I dreamed I was chasing the eclipse in Brighton and couldn't find the sea. At dawn the cloud cover was a grey softly ridged down quilt. Things looked bad but I didn't feel bad. Never expected (I realised) to see the special effects, just wanted to be here on the line or near it when it gets dark. Good sleep. Peter grumbling about cat biscuit in the bed... About 9 o' we got up. I made coffee while we watched Jamie Theakston Phillipa Forrester et al on Alderney and in Penzance. In Penzance it is actually raining. There are crowds. We are glad we are here instead. Peter went out on his bike to find milk, the shop at the site being shut. When he didn't come back soon I was cross. We should be on the beach now! Then he came back, Gabriel and I having watched a bit of the sun getting et, photographed from a Hercules 10,000 ft above Alderney (unless this was hoaxed). Walked down to the beach, among the counter culturals, I wouldn't squish myself to the hedge for yet another van, kept walking, being pissed off at the amount of traffic, "Hey, you got a wristband that lets you do that?" demanded the driver -good line. On the beach we walked across to the headland (tide out) and settled there with our coffee and biscuits among the tattered and beribboned and bewristied throng. Memorable features: the tumbler woman (same as we saw naked tumbling on the beach our first day) giving a splendid performance on the flat tongue of the headland just below us, 1st leading her cohorts in repeated come on, you know you want to! salutes, encouraging the sun to get out of bed so we could see it being et; then alone in a lot of demanding yoga. Great show. The tall blond guy with the grim and dangerous profile, and the long black coat, who appeared among us calling mournfully for his lost... dog? Shay! Shay! Shay! The boisterous Brighton contingent behind us, irreverent and cruel to all comers, we were proud of them, taunted him with suggestion dog had gone over cliff to its doom. And, in the end, the sun DID come out, reaching a watery break in the clouds just in time for us to glimpse some of the business. And darkness fell, and the air cooled -though, due to diffraction through all that cloud this was not a dramatic rushing black out. Strange lights over the sea, a cloud exactly like a flying saucer, and we took some dumb photographs.
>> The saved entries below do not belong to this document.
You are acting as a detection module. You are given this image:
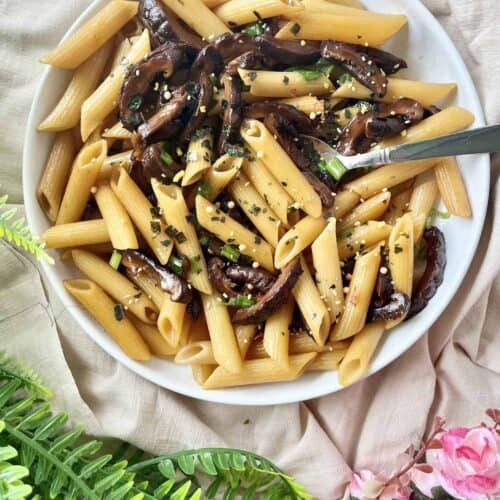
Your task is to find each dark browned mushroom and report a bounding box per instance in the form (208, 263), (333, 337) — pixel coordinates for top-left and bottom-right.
(120, 41), (194, 130)
(232, 257), (302, 324)
(246, 101), (313, 134)
(208, 257), (239, 298)
(218, 72), (245, 156)
(321, 41), (407, 98)
(337, 98), (425, 155)
(255, 35), (321, 66)
(407, 227), (447, 318)
(225, 264), (275, 293)
(122, 250), (192, 303)
(369, 292), (410, 322)
(139, 0), (205, 49)
(226, 50), (276, 76)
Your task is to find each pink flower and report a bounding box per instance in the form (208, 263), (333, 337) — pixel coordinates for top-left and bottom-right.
(414, 426), (500, 499)
(349, 470), (411, 500)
Then it was over and we repaired to the garden of the Kennack Sands Inn along with many others where we had pints and chips and nuts and observed wristie behaviour (don't they EVER spend any time at that festival?). A silver-grey had collected a little sand from the eclipse beach. How sweet. Good place to be, for a significant natural phenomenon.
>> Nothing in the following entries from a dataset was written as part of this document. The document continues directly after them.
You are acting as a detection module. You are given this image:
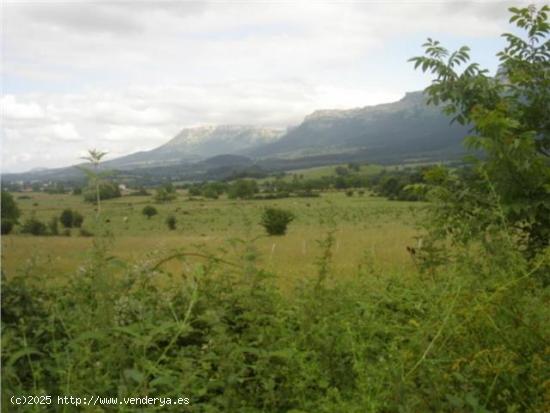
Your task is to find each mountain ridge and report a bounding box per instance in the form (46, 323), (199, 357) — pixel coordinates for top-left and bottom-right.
(1, 90), (470, 183)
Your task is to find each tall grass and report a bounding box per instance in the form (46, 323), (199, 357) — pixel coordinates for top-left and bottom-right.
(2, 228), (548, 412)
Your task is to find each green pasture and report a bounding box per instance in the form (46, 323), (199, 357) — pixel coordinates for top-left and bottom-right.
(1, 190), (423, 288)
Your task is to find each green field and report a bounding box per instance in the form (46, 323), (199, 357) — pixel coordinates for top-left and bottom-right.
(2, 190), (421, 288)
The wind in the willows played tea for two

The sky was yellow and the sun was blue...

Later: In the afternoon we cycled to Gweek and it rained and the seal sanctuary was a bust. We and a lot of other people stared in disbelief at about four geriatric seals, and couldn't believe we'd paid for this... Later, late at night, Peter left me relaxing (i.e. asleep) in the chalet and went to check out the guitar band in the field across the road, came back full of enthusiasm to fetch me. I actually didn't think his undiscovered genius or rough diamond was all that much cop, but it was a great atmosphere in the big tent, sitting on strawbales, swigging tequila. At least until they went acoustic. And the sky was miraculously clear. Milky way, shooting stars. Now why couldn't it have been like that this morning?